The result was year-round issue policy education and issue mobilization that made a difference and did not rely exclusively on the politics of personality.  It also laid the groundwork for future elections, crafting the environment within which political decisions are made at the voting booth and on the legislative floor.

We see this strategy deployed in Virginia today.

Democrats and their allies of the Left are investing in Virginia through non-profits and messaging operations, starting with Michael Bills’ and Sonja Smith’s investment of more than $30 million in infrastructure promoting the Green Agenda – nearly $14 million in the ’22-’23 cycle alone.

In policy, more than $10 million from a handful of foundations and labor unions has poured into the Commonwealth Institute for Fiscal Analysis in just four years.  Much of that comes from funders affiliated with Arabella Advisors, described by The Atlantic magazine (hardly a right wing organ) as “the massive progressive dark money group you’ve never heard of.”

In 2020 alone, Arabella Advisors directed more than $2.2 million to non-profits supporting progressive efforts to build infrastructure and policy environment.

To be clear: this is all legal.
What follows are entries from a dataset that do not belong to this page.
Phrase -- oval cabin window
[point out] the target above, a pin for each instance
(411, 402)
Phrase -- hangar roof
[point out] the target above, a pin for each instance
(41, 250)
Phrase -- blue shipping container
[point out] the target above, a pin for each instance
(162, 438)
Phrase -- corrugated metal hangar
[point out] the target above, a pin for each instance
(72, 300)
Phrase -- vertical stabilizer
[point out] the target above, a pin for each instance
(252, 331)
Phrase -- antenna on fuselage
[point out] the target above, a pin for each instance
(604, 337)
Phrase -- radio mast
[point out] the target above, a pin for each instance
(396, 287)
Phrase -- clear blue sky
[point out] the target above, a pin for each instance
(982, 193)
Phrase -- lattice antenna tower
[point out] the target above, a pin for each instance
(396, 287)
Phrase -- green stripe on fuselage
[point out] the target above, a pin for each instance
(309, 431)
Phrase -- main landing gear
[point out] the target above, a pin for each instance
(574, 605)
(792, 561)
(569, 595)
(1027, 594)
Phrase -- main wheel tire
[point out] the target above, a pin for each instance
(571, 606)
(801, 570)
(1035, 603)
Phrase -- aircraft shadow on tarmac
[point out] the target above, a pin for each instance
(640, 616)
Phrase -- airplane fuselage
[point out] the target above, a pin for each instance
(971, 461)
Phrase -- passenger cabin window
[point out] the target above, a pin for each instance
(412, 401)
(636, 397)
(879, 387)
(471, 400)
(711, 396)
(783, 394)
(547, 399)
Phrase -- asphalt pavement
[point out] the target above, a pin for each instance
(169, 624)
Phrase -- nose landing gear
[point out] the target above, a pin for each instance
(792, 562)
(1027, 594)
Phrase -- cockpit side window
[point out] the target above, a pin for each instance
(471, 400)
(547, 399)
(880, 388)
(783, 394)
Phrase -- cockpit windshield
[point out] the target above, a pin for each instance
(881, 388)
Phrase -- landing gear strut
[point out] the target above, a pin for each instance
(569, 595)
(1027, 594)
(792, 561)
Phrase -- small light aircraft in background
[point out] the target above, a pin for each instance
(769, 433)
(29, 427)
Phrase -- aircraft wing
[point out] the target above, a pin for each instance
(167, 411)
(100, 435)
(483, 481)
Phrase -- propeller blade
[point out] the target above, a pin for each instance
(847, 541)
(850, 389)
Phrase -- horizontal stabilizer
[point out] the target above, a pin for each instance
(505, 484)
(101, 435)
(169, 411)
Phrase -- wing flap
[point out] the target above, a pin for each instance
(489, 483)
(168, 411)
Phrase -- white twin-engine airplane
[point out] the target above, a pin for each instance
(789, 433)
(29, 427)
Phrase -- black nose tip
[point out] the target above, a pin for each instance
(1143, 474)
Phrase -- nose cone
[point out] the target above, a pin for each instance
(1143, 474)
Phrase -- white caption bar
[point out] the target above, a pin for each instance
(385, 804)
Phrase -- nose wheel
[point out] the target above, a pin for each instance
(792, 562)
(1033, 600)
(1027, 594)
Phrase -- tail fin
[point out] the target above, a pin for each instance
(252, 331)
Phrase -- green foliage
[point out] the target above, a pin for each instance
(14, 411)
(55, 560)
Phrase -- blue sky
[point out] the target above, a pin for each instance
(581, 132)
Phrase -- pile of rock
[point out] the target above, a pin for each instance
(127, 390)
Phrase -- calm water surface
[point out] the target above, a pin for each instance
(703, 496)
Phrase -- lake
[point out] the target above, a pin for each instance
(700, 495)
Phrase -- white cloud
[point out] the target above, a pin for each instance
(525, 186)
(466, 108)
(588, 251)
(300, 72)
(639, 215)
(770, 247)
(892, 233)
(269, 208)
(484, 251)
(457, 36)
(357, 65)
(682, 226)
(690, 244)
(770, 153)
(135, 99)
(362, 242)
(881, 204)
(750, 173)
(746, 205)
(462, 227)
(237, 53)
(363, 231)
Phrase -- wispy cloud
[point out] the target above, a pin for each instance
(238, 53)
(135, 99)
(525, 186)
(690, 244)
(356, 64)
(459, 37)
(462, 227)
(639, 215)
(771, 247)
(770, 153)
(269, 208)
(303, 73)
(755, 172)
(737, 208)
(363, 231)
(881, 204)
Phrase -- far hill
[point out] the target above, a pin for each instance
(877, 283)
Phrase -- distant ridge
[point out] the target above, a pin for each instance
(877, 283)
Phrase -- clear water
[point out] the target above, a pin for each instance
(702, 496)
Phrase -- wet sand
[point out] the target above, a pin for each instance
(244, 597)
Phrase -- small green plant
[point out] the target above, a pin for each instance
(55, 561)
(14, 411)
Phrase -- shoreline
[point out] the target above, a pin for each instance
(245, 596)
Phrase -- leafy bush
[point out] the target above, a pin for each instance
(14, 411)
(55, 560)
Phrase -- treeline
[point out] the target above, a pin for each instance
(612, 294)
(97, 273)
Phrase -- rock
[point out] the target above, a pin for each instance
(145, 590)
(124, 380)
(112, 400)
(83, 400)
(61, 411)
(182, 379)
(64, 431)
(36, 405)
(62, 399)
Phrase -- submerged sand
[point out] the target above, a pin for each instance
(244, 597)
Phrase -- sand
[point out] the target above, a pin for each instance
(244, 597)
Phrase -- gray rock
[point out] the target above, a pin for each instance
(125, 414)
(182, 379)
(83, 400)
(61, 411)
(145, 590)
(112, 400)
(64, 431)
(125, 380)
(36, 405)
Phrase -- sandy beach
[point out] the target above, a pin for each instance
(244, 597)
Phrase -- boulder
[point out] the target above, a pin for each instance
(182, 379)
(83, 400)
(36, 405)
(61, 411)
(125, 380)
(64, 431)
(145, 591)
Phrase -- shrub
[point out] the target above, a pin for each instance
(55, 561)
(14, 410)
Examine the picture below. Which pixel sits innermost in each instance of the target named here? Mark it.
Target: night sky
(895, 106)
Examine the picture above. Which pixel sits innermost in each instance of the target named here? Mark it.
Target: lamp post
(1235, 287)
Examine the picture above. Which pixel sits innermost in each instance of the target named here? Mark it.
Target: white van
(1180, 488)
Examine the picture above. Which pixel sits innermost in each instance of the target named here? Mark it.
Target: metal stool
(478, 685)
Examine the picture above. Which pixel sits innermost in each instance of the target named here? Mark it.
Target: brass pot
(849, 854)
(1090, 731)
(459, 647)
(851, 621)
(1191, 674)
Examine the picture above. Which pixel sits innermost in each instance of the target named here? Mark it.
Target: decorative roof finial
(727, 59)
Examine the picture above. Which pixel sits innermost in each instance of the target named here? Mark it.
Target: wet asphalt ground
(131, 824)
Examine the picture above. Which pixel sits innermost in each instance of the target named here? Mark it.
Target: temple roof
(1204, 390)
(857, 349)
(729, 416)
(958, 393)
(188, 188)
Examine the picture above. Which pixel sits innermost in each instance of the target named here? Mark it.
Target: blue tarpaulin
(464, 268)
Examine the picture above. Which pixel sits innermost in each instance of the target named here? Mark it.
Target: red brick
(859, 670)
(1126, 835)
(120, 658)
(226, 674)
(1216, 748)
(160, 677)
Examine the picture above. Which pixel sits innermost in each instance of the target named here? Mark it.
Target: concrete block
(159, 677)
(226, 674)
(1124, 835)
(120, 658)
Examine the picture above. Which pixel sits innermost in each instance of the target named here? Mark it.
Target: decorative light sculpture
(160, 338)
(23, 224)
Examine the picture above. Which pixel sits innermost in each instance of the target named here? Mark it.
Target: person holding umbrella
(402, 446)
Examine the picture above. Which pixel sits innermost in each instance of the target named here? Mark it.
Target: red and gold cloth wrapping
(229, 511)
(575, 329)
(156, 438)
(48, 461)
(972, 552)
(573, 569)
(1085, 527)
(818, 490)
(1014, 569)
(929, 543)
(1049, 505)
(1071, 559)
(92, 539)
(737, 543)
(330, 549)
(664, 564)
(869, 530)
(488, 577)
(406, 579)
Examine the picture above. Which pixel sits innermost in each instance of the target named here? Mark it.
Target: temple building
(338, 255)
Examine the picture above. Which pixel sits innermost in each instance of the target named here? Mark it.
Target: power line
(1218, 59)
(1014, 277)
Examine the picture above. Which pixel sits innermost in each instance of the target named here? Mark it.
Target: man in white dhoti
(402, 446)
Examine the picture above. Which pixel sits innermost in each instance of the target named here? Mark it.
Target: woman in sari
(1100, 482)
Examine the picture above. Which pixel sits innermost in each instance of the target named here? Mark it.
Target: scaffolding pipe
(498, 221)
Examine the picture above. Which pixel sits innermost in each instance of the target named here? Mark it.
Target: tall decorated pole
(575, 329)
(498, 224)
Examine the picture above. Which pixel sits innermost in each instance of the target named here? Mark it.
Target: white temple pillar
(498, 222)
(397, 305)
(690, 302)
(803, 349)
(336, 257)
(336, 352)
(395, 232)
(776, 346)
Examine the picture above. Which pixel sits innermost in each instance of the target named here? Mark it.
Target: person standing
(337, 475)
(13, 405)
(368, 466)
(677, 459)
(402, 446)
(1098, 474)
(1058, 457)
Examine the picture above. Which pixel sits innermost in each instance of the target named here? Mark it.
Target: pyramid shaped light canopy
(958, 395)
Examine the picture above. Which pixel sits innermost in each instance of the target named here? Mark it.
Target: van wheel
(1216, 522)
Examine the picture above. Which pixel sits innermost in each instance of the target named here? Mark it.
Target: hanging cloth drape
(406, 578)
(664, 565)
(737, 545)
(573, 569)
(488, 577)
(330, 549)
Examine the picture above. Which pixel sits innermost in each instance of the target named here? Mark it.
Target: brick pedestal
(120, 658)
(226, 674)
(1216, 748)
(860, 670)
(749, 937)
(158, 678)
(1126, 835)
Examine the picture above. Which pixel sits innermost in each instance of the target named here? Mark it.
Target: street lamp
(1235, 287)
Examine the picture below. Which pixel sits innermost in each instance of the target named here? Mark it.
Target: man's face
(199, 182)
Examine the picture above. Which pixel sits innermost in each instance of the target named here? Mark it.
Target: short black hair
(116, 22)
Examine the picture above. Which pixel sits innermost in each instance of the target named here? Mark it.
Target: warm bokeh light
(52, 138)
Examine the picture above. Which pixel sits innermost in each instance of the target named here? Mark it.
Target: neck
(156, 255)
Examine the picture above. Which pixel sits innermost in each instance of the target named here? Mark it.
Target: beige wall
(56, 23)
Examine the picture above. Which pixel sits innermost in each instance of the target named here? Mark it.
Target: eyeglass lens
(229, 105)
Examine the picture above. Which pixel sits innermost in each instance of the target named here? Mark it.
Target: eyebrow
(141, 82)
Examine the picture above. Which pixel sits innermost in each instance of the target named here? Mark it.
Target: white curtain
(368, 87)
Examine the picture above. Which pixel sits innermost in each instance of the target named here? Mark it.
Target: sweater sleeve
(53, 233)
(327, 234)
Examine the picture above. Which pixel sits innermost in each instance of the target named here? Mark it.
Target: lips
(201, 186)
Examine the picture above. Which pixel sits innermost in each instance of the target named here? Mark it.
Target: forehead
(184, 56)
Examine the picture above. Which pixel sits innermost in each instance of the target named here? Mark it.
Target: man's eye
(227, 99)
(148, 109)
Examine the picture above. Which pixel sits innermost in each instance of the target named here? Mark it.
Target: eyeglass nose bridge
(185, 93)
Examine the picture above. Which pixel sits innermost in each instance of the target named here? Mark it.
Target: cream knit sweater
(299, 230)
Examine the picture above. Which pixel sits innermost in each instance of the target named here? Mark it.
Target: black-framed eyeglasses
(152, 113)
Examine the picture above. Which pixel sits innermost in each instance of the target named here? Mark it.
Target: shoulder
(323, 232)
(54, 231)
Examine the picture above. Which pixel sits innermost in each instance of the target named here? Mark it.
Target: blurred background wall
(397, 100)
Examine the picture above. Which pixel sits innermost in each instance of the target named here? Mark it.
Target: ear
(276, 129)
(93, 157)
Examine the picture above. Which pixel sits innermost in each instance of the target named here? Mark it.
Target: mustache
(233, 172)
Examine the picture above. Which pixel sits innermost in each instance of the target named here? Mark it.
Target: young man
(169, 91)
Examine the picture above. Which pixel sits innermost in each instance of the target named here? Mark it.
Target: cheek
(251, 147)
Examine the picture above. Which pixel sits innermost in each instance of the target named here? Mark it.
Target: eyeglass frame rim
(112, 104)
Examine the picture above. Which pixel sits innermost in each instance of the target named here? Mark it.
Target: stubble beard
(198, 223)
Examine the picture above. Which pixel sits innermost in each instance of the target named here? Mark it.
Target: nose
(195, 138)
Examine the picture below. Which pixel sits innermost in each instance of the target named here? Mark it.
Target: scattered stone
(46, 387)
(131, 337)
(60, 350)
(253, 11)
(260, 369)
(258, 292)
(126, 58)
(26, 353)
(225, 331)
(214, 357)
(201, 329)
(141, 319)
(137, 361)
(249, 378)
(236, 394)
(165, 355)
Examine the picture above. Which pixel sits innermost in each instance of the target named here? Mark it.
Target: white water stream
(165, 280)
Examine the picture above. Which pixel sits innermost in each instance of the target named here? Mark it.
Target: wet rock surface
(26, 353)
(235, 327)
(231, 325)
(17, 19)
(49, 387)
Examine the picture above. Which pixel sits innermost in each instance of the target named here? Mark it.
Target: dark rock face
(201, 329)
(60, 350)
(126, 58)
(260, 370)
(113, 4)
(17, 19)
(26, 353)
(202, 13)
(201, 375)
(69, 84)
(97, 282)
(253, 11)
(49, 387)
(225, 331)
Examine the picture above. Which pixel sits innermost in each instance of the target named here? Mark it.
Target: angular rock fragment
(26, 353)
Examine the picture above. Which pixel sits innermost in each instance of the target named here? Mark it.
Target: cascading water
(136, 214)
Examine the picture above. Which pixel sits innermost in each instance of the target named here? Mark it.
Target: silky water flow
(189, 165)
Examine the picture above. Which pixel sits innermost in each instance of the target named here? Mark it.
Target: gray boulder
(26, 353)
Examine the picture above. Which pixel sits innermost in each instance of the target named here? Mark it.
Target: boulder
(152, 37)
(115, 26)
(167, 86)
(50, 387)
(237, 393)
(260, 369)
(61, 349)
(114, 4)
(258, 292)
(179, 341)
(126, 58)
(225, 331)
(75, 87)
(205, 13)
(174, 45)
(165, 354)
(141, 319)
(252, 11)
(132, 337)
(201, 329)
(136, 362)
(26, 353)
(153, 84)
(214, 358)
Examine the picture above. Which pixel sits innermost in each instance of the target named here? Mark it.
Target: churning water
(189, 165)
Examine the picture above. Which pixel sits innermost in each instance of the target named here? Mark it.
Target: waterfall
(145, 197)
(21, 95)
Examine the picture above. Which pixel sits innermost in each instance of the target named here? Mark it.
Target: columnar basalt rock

It’s just a matter of where you get the biggest long-term bang for the buck.

Colorado’s Caldara pinpointed the difference: “Republicans in Colorado continued to put their money on racehorses, while the left just bought the racetrack.”

And for now, Republicans in Virginia are doing the same thing: putting their money on racehorses each year and hoping for the right combination of track conditions, a good jockey and superb form.”

Whether that strategy will have long-term success in the Commonwealth may well be decided this year, but perhaps it is time for conservatives to begin focusing on infrastructure rather than individuals; promoting policies rather than personalities.